Chairman Christopher Cox said the question of whether, and to what extent, to impose civil penalties against a corporation raises significant questions for the SEC's mission of investor protection. He noted that the SEC obtained the authority to impose penalties fairly recently and has only imposed significant penalties against companies in the last few years. Chairman Cox explained that the recent cases have not given a clear public view of when and how the SEC will impose corporate penalties, and that opinions within the Commission had not previously been reconciled. The statement describing the framework for penalty deliberations will provide clarity, consistency and predictability to the process, according to Mr. Cox.

Corporate penalties are an essential part of the SEC's program to enforce the federal securities laws and contribute to achieving a level of deterrence, according to the framework. The decision to impose a penalty against a corporation, as opposed to individuals who commit a securities violation, will turn on two considerations. The first is the presence or absence of a direct benefit to the corporation as a result of the violation and the other is the degree to which the penalty will either recompense or further harm the injured shareholders.

The Commission will also consider the need to deter a particular type of offense, or the degree of difficulty in detecting a particular type of offense. In addition, the Commission will consider the extent of the injury to innocent parties, whether the participation in the offense is pervasive throughout the corporation, the perpetrators' level of intent and the presence or lack of remedial steps by the corporation. The Commission will also consider the extent of cooperation with the staff and other law enforcement authorities.

Enforcement Director Linda Chatman Thomsen described the cases involving McAfee and Applix and the factors that influenced the decision to impose a penalty in one case and not in the other. McAfee allegedly overstated its revenue and earnings by hundreds of millions of dollars, she explained, and according to the SEC, the overvalued stock was used to acquire other companies. Ms. Thomsen said the company ultimately lost over $1 billion in market capitalization. This company allegedly achieved a significant benefit from its artificially inflated stock, and the SEC claimed that the investors suffered significant harm when the conduct came to light. The SEC also sued the company's chief financial officer and controller for their roles in the alleged fraudulent accounting, but those actions have been stayed while criminal proceedings are pursued.

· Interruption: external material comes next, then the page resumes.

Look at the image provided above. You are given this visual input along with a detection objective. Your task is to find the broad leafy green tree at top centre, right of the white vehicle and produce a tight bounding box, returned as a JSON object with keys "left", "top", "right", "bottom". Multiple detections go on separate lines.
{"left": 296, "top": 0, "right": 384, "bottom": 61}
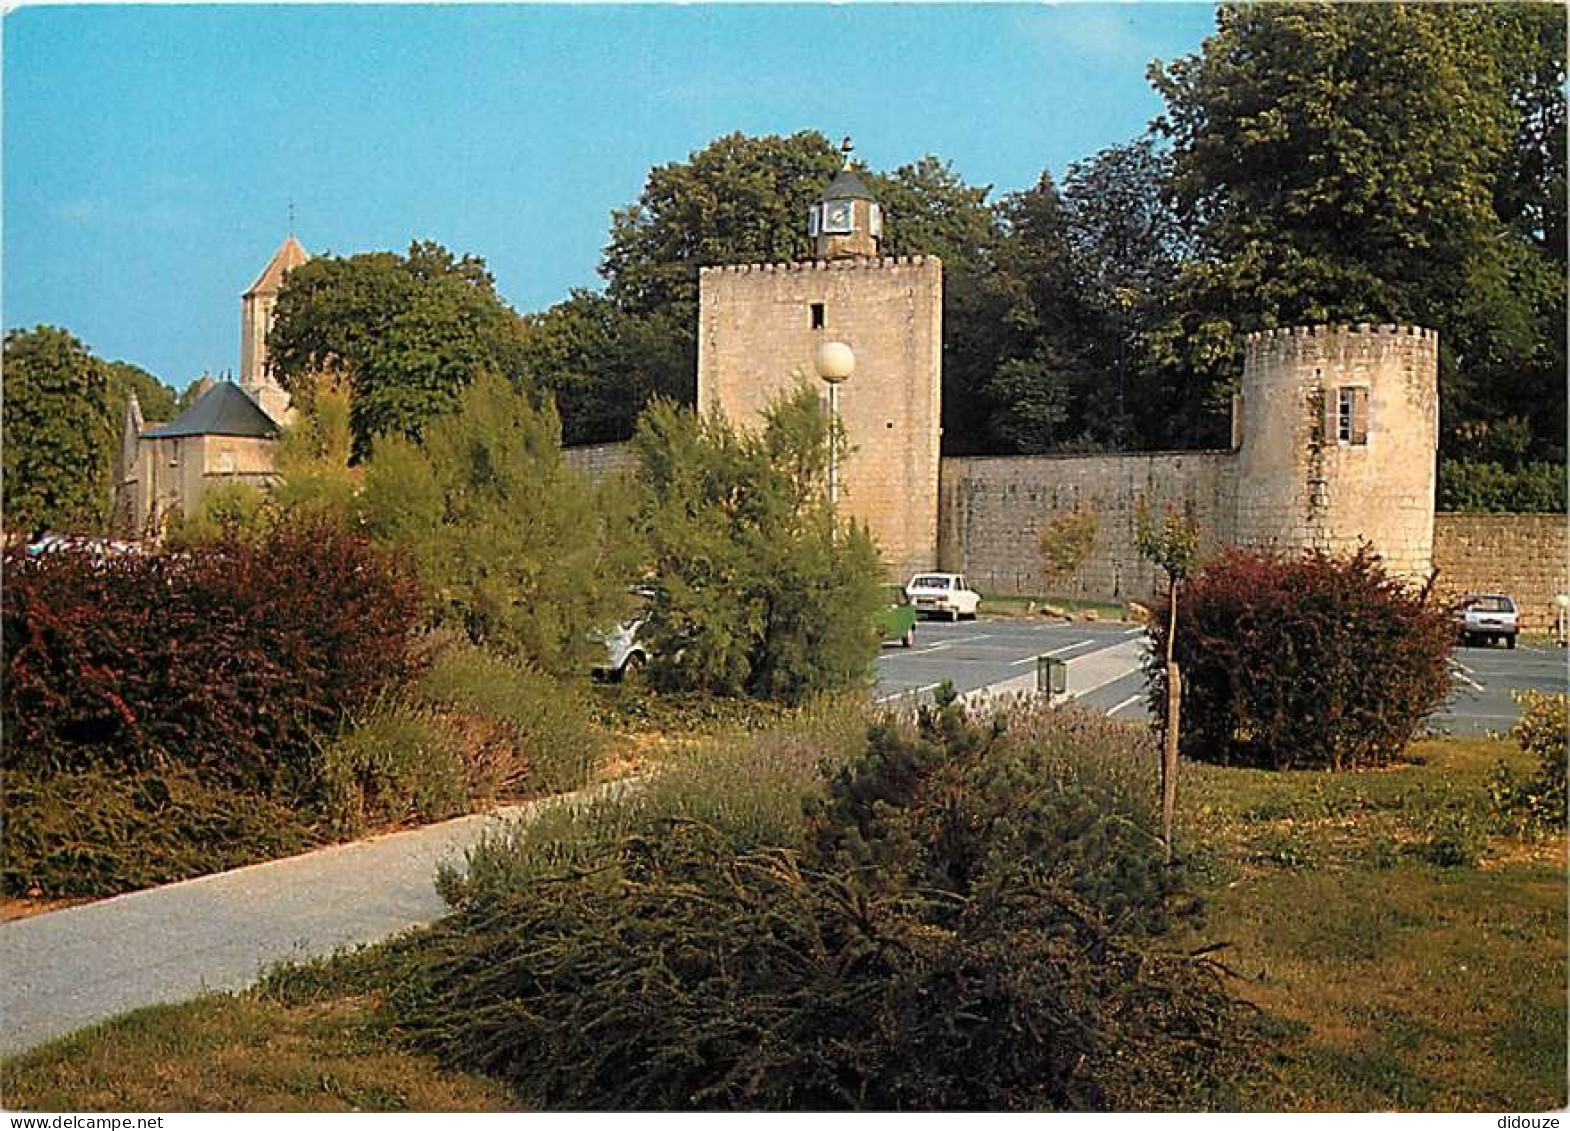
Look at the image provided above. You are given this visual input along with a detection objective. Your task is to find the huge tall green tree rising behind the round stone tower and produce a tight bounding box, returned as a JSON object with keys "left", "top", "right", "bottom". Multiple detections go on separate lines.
{"left": 1145, "top": 3, "right": 1564, "bottom": 446}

According to the SEC, Applix materially overstated its net income relating to two transactions. Ms. Thomsen noted that McAfee allegedly benefited from its scheme, but Applix did not. The penalty against McAfee will not affect its financial situation, according to Ms. Thomsen, but Applix is a much smaller company where a penalty would cause undue harm. Applix's conduct was much more limited than that charged against McAfee, she added.

If law enforcement is random, Ms. Thomsen said that companies cannot conform their behavior to what is expected of them. The penalty framework was driven by the protection of investors, she said. Ms. Thomsen added that difficult work will not be made easy by the penalty determination process, but decisions will be better at the end of the day.